Yesterday I spent cleaning out my bookshelves. One huge pile went to the local library; the other went into the trash dumpster. Being a deeply committed collector and lover of books, this process of sorting and discarding was painful and cathartic.

Mind you, I do not purchase and own lousy books. I hope that the library assistant who unboxes and sorts the donated titles is surprised, delighted, and sorely tempted to steal a few away for her own personal collection. And this is the heart of the donation motivation - that it finally seemed selfish to store so many wonderful books on a shelf, books dying to be discovered and read, infinitely attractive but endlessly neglected by their distracted owner. I had visions of hundreds of Velveteen Rabbit stories whispering "Oh why won't he take me down, hold me, and read me?" and shedding silent tears amongst the dusty shelves while I slept.

Thus there was joy in liberation, but for the dumpster pile, the process was much more difficult. This collection was mostly technical in nature: old electrical engineering textbooks, programming manuals, circuit design handbooks I had displayed for a decade or more. Certainly they were filled with important knowledge, but the sort of shifting knowledge which is often dated before publication is possible.

Inspiring this purge was a recent visit a local university library during which I had wandered through the engineering section with a view to discovering how useful many random selections of the titles might appear. Alas - I couldn't find a single book I would deem informative and useful. How many thousands of books on programming the Z80 microprocessor, or understanding MS-DOS and Pascal, can be useful? One book on each subject is probably overkill, unless one wished only to study the brief histories of dead computer languages. Here was an entire floor, with endless aisles hundreds of feet long, filled with obsolete, useless knowledge.

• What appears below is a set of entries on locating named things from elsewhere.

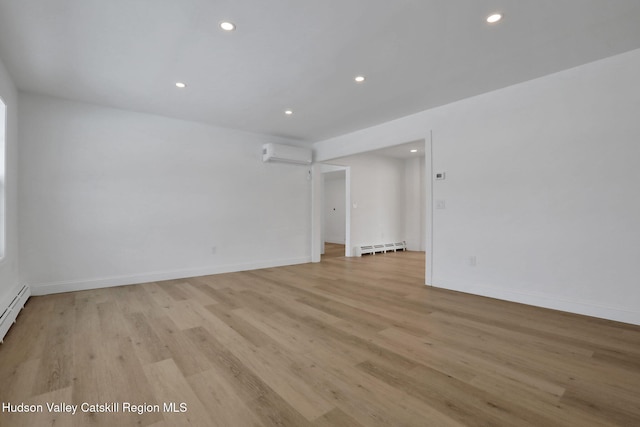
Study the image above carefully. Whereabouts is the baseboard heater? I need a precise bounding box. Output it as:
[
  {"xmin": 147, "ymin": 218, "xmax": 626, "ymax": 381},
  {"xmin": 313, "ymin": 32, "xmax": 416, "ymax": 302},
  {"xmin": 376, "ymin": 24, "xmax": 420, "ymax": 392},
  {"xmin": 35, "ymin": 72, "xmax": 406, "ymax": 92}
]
[
  {"xmin": 0, "ymin": 285, "xmax": 31, "ymax": 344},
  {"xmin": 359, "ymin": 240, "xmax": 407, "ymax": 255}
]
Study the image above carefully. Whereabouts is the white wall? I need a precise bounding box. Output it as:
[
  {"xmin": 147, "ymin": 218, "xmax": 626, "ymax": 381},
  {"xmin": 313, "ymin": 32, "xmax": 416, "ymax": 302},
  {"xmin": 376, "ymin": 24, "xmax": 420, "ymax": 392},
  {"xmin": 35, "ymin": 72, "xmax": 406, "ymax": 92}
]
[
  {"xmin": 402, "ymin": 156, "xmax": 427, "ymax": 251},
  {"xmin": 20, "ymin": 94, "xmax": 311, "ymax": 293},
  {"xmin": 315, "ymin": 50, "xmax": 640, "ymax": 324},
  {"xmin": 0, "ymin": 56, "xmax": 20, "ymax": 307},
  {"xmin": 323, "ymin": 171, "xmax": 346, "ymax": 245},
  {"xmin": 332, "ymin": 154, "xmax": 404, "ymax": 246}
]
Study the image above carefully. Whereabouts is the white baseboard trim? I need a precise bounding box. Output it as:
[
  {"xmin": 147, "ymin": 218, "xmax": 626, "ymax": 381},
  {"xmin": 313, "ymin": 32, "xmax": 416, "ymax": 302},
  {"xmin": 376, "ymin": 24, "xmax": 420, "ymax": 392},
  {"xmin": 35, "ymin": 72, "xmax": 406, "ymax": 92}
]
[
  {"xmin": 29, "ymin": 257, "xmax": 311, "ymax": 295},
  {"xmin": 431, "ymin": 283, "xmax": 640, "ymax": 325}
]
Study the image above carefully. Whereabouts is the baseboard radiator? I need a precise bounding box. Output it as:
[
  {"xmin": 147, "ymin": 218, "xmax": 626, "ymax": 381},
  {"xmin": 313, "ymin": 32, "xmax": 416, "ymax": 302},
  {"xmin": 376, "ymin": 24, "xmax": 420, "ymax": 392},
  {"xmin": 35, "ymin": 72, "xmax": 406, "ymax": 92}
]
[
  {"xmin": 359, "ymin": 240, "xmax": 407, "ymax": 255},
  {"xmin": 0, "ymin": 285, "xmax": 31, "ymax": 343}
]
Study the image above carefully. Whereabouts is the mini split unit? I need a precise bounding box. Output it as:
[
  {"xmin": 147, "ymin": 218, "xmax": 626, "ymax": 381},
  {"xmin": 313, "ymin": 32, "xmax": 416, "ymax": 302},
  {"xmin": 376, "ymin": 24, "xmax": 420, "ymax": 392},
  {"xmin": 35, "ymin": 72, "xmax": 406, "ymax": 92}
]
[{"xmin": 262, "ymin": 143, "xmax": 312, "ymax": 165}]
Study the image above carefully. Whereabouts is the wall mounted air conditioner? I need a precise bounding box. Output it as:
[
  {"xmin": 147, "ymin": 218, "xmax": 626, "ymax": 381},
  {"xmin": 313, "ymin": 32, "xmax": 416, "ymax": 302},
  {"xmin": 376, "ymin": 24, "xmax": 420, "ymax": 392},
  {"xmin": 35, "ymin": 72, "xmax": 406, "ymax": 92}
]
[{"xmin": 262, "ymin": 143, "xmax": 311, "ymax": 165}]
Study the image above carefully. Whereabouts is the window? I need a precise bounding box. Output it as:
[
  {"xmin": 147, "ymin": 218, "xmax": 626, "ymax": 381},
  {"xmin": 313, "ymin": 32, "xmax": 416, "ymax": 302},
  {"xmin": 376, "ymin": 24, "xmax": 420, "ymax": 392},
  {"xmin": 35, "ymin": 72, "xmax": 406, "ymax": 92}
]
[{"xmin": 0, "ymin": 98, "xmax": 7, "ymax": 260}]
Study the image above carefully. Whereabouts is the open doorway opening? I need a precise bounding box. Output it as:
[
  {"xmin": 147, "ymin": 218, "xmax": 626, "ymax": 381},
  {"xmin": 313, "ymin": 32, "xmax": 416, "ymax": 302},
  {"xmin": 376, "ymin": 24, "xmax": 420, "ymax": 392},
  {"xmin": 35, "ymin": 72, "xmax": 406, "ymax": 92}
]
[
  {"xmin": 315, "ymin": 139, "xmax": 432, "ymax": 284},
  {"xmin": 322, "ymin": 169, "xmax": 347, "ymax": 260}
]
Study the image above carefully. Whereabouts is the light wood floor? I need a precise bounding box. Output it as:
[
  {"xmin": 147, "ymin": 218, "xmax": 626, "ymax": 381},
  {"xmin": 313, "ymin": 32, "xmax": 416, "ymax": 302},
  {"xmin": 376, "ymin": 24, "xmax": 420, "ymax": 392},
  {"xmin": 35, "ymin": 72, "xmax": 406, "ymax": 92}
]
[{"xmin": 0, "ymin": 252, "xmax": 640, "ymax": 427}]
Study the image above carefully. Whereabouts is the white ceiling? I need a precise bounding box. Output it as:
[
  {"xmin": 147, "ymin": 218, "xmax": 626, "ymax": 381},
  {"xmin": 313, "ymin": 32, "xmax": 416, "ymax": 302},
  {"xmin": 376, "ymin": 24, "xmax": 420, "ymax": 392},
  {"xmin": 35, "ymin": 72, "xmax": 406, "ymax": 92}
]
[{"xmin": 0, "ymin": 0, "xmax": 640, "ymax": 141}]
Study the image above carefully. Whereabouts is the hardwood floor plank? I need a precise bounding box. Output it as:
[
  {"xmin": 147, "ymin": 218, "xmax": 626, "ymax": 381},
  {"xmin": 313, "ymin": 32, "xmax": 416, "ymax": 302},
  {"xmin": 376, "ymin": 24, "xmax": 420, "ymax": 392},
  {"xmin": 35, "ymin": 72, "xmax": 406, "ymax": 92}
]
[{"xmin": 0, "ymin": 252, "xmax": 640, "ymax": 427}]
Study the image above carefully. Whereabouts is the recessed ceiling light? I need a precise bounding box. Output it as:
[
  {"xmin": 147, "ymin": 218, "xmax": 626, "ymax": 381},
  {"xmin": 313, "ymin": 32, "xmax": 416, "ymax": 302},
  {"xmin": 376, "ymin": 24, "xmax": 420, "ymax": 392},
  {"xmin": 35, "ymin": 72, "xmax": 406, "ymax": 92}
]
[
  {"xmin": 487, "ymin": 13, "xmax": 502, "ymax": 24},
  {"xmin": 220, "ymin": 21, "xmax": 236, "ymax": 31}
]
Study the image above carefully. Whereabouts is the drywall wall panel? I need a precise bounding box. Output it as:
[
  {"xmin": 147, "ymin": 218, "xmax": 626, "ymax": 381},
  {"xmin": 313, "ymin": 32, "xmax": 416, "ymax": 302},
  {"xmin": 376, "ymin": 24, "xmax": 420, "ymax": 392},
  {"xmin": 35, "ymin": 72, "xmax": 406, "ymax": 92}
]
[{"xmin": 20, "ymin": 94, "xmax": 311, "ymax": 293}]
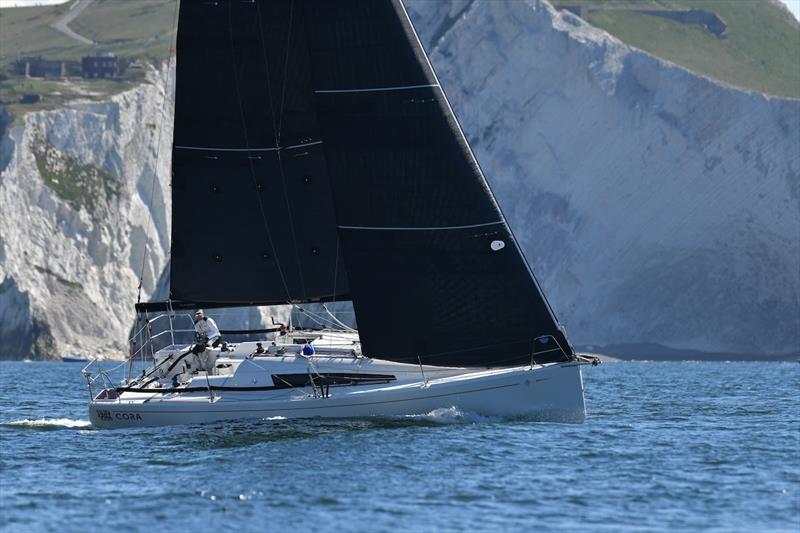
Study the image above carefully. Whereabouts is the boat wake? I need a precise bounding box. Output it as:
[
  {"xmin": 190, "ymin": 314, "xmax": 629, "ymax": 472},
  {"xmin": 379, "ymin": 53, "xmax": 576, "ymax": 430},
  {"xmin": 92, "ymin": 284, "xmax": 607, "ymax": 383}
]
[
  {"xmin": 0, "ymin": 418, "xmax": 92, "ymax": 431},
  {"xmin": 402, "ymin": 406, "xmax": 499, "ymax": 425}
]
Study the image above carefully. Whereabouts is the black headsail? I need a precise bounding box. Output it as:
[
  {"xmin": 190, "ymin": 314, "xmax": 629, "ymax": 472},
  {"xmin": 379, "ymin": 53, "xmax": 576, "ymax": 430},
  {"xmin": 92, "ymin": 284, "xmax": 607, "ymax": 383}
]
[{"xmin": 147, "ymin": 0, "xmax": 572, "ymax": 366}]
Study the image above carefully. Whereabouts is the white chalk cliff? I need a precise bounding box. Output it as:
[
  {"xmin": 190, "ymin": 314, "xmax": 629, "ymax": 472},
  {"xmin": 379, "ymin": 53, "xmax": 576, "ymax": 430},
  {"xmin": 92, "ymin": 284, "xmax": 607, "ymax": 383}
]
[
  {"xmin": 407, "ymin": 0, "xmax": 800, "ymax": 355},
  {"xmin": 0, "ymin": 0, "xmax": 800, "ymax": 358},
  {"xmin": 0, "ymin": 65, "xmax": 172, "ymax": 359}
]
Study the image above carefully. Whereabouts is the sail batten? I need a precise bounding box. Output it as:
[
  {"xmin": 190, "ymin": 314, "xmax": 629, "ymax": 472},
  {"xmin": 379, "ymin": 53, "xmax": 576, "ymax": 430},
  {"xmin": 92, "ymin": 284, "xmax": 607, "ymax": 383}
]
[{"xmin": 164, "ymin": 0, "xmax": 571, "ymax": 366}]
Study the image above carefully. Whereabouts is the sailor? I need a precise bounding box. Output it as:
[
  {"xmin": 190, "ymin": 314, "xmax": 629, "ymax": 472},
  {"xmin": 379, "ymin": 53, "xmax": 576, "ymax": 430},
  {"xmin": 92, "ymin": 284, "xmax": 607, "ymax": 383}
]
[
  {"xmin": 192, "ymin": 309, "xmax": 222, "ymax": 373},
  {"xmin": 194, "ymin": 309, "xmax": 222, "ymax": 348}
]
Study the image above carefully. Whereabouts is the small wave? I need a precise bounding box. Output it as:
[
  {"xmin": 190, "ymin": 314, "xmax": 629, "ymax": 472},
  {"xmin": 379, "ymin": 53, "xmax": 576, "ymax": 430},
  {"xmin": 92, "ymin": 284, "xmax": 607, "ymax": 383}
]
[
  {"xmin": 0, "ymin": 418, "xmax": 92, "ymax": 431},
  {"xmin": 403, "ymin": 406, "xmax": 496, "ymax": 425}
]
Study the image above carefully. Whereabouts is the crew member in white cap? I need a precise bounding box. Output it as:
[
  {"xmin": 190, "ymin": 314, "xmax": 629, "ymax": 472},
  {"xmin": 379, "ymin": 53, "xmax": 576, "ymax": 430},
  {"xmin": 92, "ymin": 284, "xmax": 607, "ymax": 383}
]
[
  {"xmin": 194, "ymin": 309, "xmax": 222, "ymax": 348},
  {"xmin": 192, "ymin": 309, "xmax": 222, "ymax": 374}
]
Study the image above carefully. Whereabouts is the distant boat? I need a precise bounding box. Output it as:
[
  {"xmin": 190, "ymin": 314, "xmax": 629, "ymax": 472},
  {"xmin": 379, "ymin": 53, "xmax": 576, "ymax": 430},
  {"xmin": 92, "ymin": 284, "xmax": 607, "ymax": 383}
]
[{"xmin": 84, "ymin": 0, "xmax": 596, "ymax": 427}]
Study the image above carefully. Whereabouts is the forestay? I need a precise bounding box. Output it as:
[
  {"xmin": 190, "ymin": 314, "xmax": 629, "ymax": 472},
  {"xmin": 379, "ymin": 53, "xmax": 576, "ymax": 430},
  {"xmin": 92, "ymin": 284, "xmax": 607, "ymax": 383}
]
[{"xmin": 152, "ymin": 0, "xmax": 572, "ymax": 366}]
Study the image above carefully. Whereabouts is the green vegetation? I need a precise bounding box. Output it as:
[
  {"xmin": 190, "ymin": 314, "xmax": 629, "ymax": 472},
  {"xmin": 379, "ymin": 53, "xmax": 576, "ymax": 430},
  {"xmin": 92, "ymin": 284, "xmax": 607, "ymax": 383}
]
[
  {"xmin": 33, "ymin": 140, "xmax": 119, "ymax": 217},
  {"xmin": 33, "ymin": 265, "xmax": 83, "ymax": 289},
  {"xmin": 0, "ymin": 0, "xmax": 176, "ymax": 63},
  {"xmin": 552, "ymin": 0, "xmax": 800, "ymax": 98},
  {"xmin": 0, "ymin": 0, "xmax": 177, "ymax": 117},
  {"xmin": 0, "ymin": 75, "xmax": 144, "ymax": 122}
]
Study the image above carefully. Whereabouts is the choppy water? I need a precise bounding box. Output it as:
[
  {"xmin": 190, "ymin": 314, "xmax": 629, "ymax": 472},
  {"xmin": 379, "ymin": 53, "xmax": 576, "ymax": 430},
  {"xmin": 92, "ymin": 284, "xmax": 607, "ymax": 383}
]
[{"xmin": 0, "ymin": 363, "xmax": 800, "ymax": 532}]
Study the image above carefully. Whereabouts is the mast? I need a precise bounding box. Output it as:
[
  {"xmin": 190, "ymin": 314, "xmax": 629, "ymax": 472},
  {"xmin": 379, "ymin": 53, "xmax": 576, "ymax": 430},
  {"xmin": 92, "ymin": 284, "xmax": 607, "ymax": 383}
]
[{"xmin": 142, "ymin": 0, "xmax": 572, "ymax": 366}]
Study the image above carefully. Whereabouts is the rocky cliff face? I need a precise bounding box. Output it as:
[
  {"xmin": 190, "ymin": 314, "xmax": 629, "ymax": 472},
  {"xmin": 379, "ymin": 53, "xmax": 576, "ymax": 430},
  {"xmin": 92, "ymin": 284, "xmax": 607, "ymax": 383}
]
[
  {"xmin": 407, "ymin": 0, "xmax": 800, "ymax": 354},
  {"xmin": 0, "ymin": 69, "xmax": 172, "ymax": 359},
  {"xmin": 0, "ymin": 0, "xmax": 800, "ymax": 358}
]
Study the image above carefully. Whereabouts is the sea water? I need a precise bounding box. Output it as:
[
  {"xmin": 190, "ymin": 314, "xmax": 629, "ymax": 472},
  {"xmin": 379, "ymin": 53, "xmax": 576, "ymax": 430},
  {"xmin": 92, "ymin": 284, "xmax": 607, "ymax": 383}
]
[{"xmin": 0, "ymin": 362, "xmax": 800, "ymax": 532}]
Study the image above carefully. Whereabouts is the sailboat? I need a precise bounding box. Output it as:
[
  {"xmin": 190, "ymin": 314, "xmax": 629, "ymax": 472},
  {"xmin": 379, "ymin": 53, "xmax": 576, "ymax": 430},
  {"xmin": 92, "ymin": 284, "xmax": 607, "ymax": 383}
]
[{"xmin": 84, "ymin": 0, "xmax": 592, "ymax": 428}]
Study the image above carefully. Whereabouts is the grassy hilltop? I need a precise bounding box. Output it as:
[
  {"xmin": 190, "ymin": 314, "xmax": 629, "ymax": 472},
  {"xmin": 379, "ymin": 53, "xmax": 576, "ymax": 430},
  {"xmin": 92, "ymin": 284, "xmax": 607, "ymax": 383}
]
[
  {"xmin": 550, "ymin": 0, "xmax": 800, "ymax": 98},
  {"xmin": 0, "ymin": 0, "xmax": 800, "ymax": 116},
  {"xmin": 0, "ymin": 0, "xmax": 176, "ymax": 117}
]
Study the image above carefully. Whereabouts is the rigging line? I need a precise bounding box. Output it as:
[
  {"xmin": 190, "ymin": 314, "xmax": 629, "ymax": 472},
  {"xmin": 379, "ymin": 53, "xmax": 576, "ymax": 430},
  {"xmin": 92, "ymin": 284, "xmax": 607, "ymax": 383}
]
[
  {"xmin": 228, "ymin": 3, "xmax": 292, "ymax": 301},
  {"xmin": 339, "ymin": 220, "xmax": 503, "ymax": 231},
  {"xmin": 256, "ymin": 2, "xmax": 280, "ymax": 150},
  {"xmin": 278, "ymin": 0, "xmax": 294, "ymax": 145},
  {"xmin": 294, "ymin": 305, "xmax": 336, "ymax": 329},
  {"xmin": 278, "ymin": 152, "xmax": 309, "ymax": 298},
  {"xmin": 256, "ymin": 0, "xmax": 310, "ymax": 297},
  {"xmin": 322, "ymin": 304, "xmax": 358, "ymax": 333},
  {"xmin": 398, "ymin": 0, "xmax": 572, "ymax": 349},
  {"xmin": 136, "ymin": 0, "xmax": 180, "ymax": 303}
]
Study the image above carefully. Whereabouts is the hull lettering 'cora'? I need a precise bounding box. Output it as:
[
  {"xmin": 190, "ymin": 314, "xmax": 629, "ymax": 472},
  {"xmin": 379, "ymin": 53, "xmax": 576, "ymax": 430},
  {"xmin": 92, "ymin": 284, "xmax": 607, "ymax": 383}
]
[{"xmin": 84, "ymin": 0, "xmax": 592, "ymax": 427}]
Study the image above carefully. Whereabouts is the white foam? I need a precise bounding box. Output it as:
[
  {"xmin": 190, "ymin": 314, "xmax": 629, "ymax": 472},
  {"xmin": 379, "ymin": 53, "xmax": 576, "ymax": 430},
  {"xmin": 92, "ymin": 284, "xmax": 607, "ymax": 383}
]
[
  {"xmin": 404, "ymin": 406, "xmax": 494, "ymax": 424},
  {"xmin": 0, "ymin": 418, "xmax": 92, "ymax": 428}
]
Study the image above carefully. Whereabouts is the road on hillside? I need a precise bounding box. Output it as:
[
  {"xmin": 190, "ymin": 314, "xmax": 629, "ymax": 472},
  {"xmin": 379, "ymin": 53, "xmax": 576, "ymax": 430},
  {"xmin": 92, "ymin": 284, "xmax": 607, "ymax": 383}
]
[{"xmin": 51, "ymin": 0, "xmax": 97, "ymax": 45}]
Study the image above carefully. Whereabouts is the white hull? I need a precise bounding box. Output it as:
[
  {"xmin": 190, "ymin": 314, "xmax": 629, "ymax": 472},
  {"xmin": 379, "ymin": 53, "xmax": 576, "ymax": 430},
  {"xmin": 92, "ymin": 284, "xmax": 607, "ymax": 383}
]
[{"xmin": 89, "ymin": 360, "xmax": 585, "ymax": 428}]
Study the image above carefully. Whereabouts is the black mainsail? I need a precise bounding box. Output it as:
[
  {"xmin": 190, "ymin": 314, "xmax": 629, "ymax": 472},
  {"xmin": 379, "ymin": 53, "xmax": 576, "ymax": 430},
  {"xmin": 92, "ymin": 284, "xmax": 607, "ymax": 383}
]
[{"xmin": 144, "ymin": 0, "xmax": 572, "ymax": 367}]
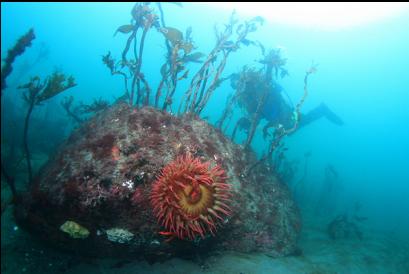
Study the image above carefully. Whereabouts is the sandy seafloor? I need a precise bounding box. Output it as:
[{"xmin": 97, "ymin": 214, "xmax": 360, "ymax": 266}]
[
  {"xmin": 1, "ymin": 196, "xmax": 409, "ymax": 274},
  {"xmin": 1, "ymin": 154, "xmax": 409, "ymax": 274}
]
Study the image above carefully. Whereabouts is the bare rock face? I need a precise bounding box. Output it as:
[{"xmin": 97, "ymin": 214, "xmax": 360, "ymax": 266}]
[{"xmin": 16, "ymin": 104, "xmax": 300, "ymax": 259}]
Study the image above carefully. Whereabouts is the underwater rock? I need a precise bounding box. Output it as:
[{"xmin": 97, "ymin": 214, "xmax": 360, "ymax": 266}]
[
  {"xmin": 60, "ymin": 221, "xmax": 89, "ymax": 239},
  {"xmin": 106, "ymin": 228, "xmax": 134, "ymax": 244},
  {"xmin": 15, "ymin": 103, "xmax": 301, "ymax": 260}
]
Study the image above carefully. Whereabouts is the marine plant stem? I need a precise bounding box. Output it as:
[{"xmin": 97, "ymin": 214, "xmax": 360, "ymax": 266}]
[
  {"xmin": 23, "ymin": 97, "xmax": 35, "ymax": 183},
  {"xmin": 135, "ymin": 27, "xmax": 149, "ymax": 106}
]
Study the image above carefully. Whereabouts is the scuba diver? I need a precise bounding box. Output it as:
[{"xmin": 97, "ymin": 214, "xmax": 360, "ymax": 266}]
[{"xmin": 230, "ymin": 73, "xmax": 344, "ymax": 132}]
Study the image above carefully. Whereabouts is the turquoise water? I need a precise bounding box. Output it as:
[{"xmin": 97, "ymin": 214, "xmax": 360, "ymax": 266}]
[{"xmin": 1, "ymin": 3, "xmax": 409, "ymax": 274}]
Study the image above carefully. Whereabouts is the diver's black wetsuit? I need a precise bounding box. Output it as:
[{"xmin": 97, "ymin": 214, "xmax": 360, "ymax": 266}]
[{"xmin": 261, "ymin": 85, "xmax": 344, "ymax": 128}]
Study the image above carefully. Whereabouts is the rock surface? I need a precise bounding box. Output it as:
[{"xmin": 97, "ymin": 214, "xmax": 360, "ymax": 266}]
[{"xmin": 16, "ymin": 101, "xmax": 300, "ymax": 260}]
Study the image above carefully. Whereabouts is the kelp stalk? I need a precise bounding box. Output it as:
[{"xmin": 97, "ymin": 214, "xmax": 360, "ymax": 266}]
[{"xmin": 1, "ymin": 29, "xmax": 35, "ymax": 92}]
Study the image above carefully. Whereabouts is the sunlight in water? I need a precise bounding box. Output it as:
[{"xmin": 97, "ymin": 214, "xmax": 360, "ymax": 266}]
[{"xmin": 209, "ymin": 2, "xmax": 409, "ymax": 30}]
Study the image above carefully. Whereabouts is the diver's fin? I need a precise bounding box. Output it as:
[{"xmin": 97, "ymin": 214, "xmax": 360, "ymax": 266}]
[{"xmin": 319, "ymin": 103, "xmax": 344, "ymax": 126}]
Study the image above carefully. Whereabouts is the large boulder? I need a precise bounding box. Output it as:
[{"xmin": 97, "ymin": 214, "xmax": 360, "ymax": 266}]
[{"xmin": 16, "ymin": 101, "xmax": 300, "ymax": 259}]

In the case of most of my own technical books, I began to realize that these represented past accomplishment alone. I had mastered arcane subjects sufficiently to pass the muster of my professors, and had lugged the aging books along - not that they might some day be enjoyed, referenced, and re-discovered - but rather to display my grasp of technology to myself and others. These heavy door-stoppers were a techno-geek's security-blanket, nothing more. Having finally realized this, I cast them away, except the few which were of a general nature - such as differential equations and calculus - that represent timeless mathematical principles.

My apology to those who are not programmers and do not understand the magnitude of what I now say: I also threw out The C Programming Language by Kernigan and Ritchie, with a brief pause of sincere respect and deep gratitude for that helpful classic before it was bagged and tossed. I did just barely hold on to my most recent C++ references. Now there are wonderful spaces for my Java and Linux books - and plenty of room to grow.

More importantly, my shelves now represent a more balanced view of David. My poetry books, my precious John le Carre thrillers, my gardening, woodworking, Biblical reference, and Shakespeare collection far outweigh the technology section. On the scales of my bookshelves, reflecting my true passions, the timeless, mysterious, fantastic, heavenly, and earthly once again outweigh the transient code of science.

And now the old wineskins are ready for a burst of new wine.

David Pickens - March 6, 1999

Afterward November 2003 - I just tossed my gigantic Java 1.2 book. I didn't mention this but I was able to start several fires in my fireplace with some of these gigantic how-to 6-inches-thick technical books. But this involved a great deal of tearing energy and I finally gave up the idea.